The Association of College and University Educators (ACUE) held its Board of Advisors meeting last week in Washington, DC, and was joined by some special guests, including a top official at the U.S. Department of Education.
The meeting was hosted by ACE, whose landmark collaboration with ACUE includes co-endorsed Certificates in Effective College Instruction for faculty who complete ACUE’s comprehensive Course in Effective Teaching Practices. ACUE’s Board of Advisors is a coalition of leaders in higher education who helped found ACUE in 2014 and continue to advise and guide the mission. (A list of Board of Advisors members in attendance is below.)
The meeting kicked off with a lengthy discussion about changes facing higher education and the role that effective teaching can play to help colleges and universities meet new challenges. The discussion came less than two months after the collaboration between ACUE and ACE was announced, which also includes a joint commitment to dramatically expand the use of effective teaching practices in higher education.
“We know that good teaching maps to student success,” ACUE Chairman Matt Goldstein said during his opening remarks.
“ACUE offers the opportunity to deepen student learning and is well timed to positively impact higher education,” added ACE President Molly Corbett Broad.
Also participating in the meeting were Ted Mitchell, Under Secretary at the US Department of Education, and Genyne Boston, Associate Provost of Florida A&M University (FAMU), which piloted the ACUE Course this spring. Boston discussed FAMU’s three-week pilot this spring, which included 20 faculty participants. (Click here for more details about the FAMU pilot.)
Under Secretary Mitchell, who oversees higher education and postsecondary policies in his role at the Department of Education, was present during the opening discussion, titled “Moving Excellence in Instruction to the Heart of the Student Success Agenda.”
Dramatic changes to the student population and faculty workforce have underscored the importance of effective instruction, which Mitchell said was “at the core of the educational enterprise.”

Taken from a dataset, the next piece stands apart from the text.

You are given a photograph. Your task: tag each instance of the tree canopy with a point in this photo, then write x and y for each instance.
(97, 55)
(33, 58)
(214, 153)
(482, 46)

“We need to start the conversation and keep the conversation going,” added Mitchell, who said that an important component of ACUE’s work would be to show that the program was improving student outcomes, such as retention and graduation rates. ACUE is building a robust research agenda into our faculty development programs at partner institutions.
List of attendees:*
- Matthew Goldstein, ACUE chairman and chancellor emeritus, City University of New York
- Molly Corbett Broad, president, ACE
- Ann Weaver Hart, president, University of Arizona
- Peter McPherson, president, Association of Public and Land-grant Universities
- Barry Munitz, chancellor emeritus, California State University System
- Eduardo Padrón, president, Miami Dade College
- Kevin Reilly, president emeritus and Regent Professor, University of Wisconsin System
- Charles Rose, former general counsel, U.S. Department of Education
- Benno Schmidt, president emeritus, Yale University, and chairman, City University of New York
- Andy Stern, president emeritus, SEIU
* Associate Provost Genyne Boston attended on behalf of FAMU President Elmira Mangum.